Fraser, Citigroup new CEO, confirmed, adding that “it is very difficult to get other countries to sign an equivalent program despite some optimism.”
“I think it will be extremely difficult,” she continued. “And, therefore, it could put the United States in a less competitive position in the world.”
The Treasury Department, which has taken the lead in trying to persuade Germany, France and others to support the plan, argues that a universal floor on corporate tax rates wallow governments to generate tax revenues more efficiently.
Neither the White House nor the Treasury Department wanted to comment on the matter.
The current system, according to the Secretary of the Treasury Janet Yellen, prompts countries to offer lower effective rates for businesses over time in a “race to the bottom” to attract businesses across geographies.
But Dimon and others have expressed doubts about any chance of long-term success in persuading American peers to adhere to a global minimum of 15% or any other level, especially when it may be more lucrative for them. governments trick the system into offering back door incentives. or violate the agreement entirely.
A spokesperson for JPMorgan explained that the concern is that the United States would adopt a relatively high foreign income tax, at 21%, only to have foreign partners shirk their own tax promises. This scenario could put the United States at a competitive disadvantage and encourage the offshoring of factories, profits, and workers.
The Treasury Department reiterated that the 15% proposal should be seen as a kind of floor, and subsequent discussions could potentially push it higher. This, in theory, could help reduce a tax disadvantage.
That the White House wants to convince others to adopt a global minimum tax is not necessarily a surprise given how much spending it wants to see to meet its agenda priorities.
Its U.S. Jobs Plan, an infrastructure-focused proposal, would spend $ 2.3 trillion over a decade on traditional infrastructure as well as scientific innovation, paying for home health aids, and the construction of 500,000 charging stations for electric vehicles.
The GOP countered with its own version Thursday, a more modest $ 928 billion proposal with a greater focus on “hard” infrastructure like roads, bridges and public transportation.
The White House also hopes to adopt the Plan of American families, a $ 1.8 trillion bill to fund social programs like paid family leave, free early childhood education, and free community colleges.

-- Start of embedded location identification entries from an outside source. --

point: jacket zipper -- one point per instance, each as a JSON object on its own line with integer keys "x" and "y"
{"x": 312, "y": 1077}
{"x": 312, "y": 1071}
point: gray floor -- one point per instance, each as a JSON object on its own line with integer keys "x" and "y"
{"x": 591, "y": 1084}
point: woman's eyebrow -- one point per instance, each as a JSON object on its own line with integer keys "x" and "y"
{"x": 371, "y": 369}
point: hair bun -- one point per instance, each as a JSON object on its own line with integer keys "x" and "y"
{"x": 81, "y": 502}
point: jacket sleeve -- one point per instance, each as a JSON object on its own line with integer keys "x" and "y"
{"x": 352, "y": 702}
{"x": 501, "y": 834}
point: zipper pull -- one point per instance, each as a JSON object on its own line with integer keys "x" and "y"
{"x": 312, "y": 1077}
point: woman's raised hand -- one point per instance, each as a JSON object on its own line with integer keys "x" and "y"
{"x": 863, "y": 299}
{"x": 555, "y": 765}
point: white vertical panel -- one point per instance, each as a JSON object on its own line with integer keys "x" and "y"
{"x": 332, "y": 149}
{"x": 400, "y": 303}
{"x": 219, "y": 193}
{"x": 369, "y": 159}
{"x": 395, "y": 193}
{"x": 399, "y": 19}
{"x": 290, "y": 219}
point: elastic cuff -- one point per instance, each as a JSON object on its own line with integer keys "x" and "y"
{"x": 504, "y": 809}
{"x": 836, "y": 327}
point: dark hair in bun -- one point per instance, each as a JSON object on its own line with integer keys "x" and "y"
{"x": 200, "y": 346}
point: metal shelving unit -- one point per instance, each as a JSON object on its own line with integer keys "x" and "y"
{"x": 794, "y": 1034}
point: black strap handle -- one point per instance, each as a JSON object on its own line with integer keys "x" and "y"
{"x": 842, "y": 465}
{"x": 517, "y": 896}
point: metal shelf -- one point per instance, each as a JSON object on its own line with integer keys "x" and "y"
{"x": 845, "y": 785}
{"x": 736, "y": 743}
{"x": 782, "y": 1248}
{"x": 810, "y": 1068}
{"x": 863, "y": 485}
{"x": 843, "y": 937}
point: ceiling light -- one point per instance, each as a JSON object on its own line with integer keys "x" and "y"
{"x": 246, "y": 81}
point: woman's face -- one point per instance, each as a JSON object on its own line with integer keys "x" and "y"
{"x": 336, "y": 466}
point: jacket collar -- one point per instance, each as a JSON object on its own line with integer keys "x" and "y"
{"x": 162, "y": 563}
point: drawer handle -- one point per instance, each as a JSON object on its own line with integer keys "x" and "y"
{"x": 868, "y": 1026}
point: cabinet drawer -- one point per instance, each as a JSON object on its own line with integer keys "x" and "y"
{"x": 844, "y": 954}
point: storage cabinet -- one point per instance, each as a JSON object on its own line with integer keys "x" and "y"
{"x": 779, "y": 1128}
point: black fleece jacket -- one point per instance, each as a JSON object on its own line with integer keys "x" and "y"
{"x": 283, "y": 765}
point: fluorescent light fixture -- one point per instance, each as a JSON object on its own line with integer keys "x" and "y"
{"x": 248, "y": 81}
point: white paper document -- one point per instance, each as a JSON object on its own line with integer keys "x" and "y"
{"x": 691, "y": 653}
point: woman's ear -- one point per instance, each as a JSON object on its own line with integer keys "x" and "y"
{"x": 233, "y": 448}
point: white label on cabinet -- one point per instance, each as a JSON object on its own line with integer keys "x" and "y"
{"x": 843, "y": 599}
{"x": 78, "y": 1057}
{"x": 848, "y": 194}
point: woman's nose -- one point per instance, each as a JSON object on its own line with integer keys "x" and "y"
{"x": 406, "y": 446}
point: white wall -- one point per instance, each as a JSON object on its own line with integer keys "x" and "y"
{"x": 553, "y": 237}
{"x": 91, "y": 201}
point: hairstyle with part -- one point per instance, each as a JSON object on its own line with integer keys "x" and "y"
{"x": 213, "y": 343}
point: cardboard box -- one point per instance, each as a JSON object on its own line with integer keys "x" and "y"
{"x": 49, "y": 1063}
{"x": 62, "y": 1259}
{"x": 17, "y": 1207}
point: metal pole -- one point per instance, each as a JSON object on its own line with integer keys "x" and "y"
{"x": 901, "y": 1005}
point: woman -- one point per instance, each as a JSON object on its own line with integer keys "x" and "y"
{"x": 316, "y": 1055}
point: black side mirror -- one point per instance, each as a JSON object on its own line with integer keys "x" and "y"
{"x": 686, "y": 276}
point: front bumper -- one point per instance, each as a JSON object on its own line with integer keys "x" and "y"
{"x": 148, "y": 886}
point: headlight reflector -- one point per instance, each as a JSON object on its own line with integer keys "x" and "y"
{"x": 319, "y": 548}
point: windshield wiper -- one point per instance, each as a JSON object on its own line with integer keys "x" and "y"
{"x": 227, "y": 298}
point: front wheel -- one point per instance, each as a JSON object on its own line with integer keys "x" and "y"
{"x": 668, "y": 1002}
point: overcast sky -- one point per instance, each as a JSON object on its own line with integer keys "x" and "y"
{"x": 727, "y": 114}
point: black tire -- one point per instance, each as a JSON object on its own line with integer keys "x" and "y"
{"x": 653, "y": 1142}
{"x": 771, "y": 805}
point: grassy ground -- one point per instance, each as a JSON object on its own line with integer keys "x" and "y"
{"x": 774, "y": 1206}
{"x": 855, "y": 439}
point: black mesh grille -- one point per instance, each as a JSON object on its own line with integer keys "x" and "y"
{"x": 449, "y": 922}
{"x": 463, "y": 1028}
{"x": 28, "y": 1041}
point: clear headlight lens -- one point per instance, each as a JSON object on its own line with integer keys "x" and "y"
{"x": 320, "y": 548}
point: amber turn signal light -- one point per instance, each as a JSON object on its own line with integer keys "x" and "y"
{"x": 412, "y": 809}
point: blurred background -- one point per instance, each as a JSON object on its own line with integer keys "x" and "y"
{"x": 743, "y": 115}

Biden’s economics team said their Made In America tax plan would help cover the costs of both bills. Taken together, this tax plan aims to fortify the IRS and crack down on tax evasion, increase the amount wealthier households pay on capital gains, and raise the rate that U.S. businesses pay on capital gains to 28%. national profits.
President Donald Trump’s tax cuts in 2017 cut the corporate tax rate in the United States to 21%, from 35%.
The CEOs of the bank appeared wednesday before the US Senate Committee on Banking, Housing and Urban Affairs.
An irritable exchange of that hearing took place between Senator Elizabeth Warren, D-Mass., And Dimon. Warren accused JPMorgan Chase, and other consumer banks, of not doing enough to let clients know about the relaxation of some overdraft fee rules during the coronavirus epidemic.
Dimon countered that the bank had taken in customers who had applied for waivers of qualifying overdraft fees and that the bank would not reimburse the billions it had collected from those fees in 2020.